J’avais abandonné Lévy lors de ses premiers succès, lorsque j’étais encore au collège, avec Et si c’était vrai, Sept jour pour l’éternité, Où es-tu ? C’était d’ailleurs plutôt plaisant, bien mené, avec de l’humour, mais pas de la grande littérature non plus.

Depuis, je n’ai plus vraiment suivi l’actualité de cet auteur, mais ayant participé à un concours pour gagner des livres de poche, j’ai eu la surprise de trouver il y a quelques jours Les Enfants de la Liberté dans ma boîte aux lettres.

La couverture montre un petit garçon et une petite fille qui se tiennent la main, sur un fond de ciel bleu, seuls les avions en arrière plan et les habits d’époque nous indiquent que l’histoire se passera durant la guerre, mais on s’attend à une histoire d’amour dont j’avais eu l’habitude avec l’auteur.
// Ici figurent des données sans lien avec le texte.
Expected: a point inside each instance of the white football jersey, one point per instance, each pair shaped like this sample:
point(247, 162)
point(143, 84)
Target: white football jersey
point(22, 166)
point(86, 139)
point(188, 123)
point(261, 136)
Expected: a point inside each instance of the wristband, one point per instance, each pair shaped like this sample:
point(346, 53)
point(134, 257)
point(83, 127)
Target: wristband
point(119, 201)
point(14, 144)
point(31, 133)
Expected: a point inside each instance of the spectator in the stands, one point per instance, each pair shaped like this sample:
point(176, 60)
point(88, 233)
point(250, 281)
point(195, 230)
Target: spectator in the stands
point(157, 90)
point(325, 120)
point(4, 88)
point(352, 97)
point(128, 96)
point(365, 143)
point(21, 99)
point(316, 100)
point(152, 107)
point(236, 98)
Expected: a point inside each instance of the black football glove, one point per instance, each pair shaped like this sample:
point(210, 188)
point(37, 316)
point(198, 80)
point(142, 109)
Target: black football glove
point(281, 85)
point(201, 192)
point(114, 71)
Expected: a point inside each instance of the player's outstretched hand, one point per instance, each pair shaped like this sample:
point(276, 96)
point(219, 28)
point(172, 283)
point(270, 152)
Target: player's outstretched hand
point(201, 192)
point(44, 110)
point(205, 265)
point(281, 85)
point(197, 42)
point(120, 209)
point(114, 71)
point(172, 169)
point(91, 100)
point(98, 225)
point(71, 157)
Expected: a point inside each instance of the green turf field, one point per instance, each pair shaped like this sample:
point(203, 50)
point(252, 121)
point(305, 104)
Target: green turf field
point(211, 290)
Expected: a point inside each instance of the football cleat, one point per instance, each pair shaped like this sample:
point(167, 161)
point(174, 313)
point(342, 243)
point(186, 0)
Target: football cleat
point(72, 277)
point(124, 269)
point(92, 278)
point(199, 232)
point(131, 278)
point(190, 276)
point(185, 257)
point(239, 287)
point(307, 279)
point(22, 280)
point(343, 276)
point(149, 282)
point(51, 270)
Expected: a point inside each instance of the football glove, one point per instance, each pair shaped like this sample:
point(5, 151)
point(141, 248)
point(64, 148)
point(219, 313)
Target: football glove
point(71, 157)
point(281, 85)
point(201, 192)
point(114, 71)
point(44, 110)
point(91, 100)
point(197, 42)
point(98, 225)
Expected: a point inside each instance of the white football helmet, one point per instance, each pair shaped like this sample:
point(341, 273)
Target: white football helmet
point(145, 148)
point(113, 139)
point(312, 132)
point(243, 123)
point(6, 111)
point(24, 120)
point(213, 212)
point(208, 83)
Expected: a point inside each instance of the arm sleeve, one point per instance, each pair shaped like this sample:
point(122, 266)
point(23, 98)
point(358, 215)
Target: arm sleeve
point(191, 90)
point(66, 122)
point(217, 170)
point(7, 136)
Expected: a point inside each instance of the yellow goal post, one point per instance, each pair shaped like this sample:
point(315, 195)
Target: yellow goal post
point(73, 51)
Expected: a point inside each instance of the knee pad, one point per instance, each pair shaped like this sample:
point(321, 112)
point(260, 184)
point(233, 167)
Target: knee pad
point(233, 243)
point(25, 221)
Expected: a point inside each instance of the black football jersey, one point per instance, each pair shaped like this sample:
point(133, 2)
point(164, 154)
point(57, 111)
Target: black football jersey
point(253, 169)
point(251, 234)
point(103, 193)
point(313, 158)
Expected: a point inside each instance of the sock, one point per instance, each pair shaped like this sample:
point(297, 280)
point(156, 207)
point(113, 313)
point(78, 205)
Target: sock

J’ai donc été surprise, puisque ce n’est pas du tout le cas.

L’auteur nous raconte l’histoire de Jeannot et de son petit frère Claude, tous les deux juifs, à Toulouse, qui intègre le 35ème régiment, en réalité un réseau de gamins des rues résistants qui en dehors des actions du maquis soutenus, eux, par le Général de Gaulle et les forces anglaises, n’ont aucune aide et répondent coup par coup aux actions des allemands en ne tuant jamais aucun ni innocent, ni imbécile !

Le texte est assez émouvant, on suit l’histoire des deux frères et de leurs copains résistants, de leur entrée dans le réseau, les premières actions, les arrestations des copains, leur arrestation, interrogation, la prison, les exécutions des copains, la déportation, le trajet du dernier train qui est parti vers l’Allemagne lors de la libération…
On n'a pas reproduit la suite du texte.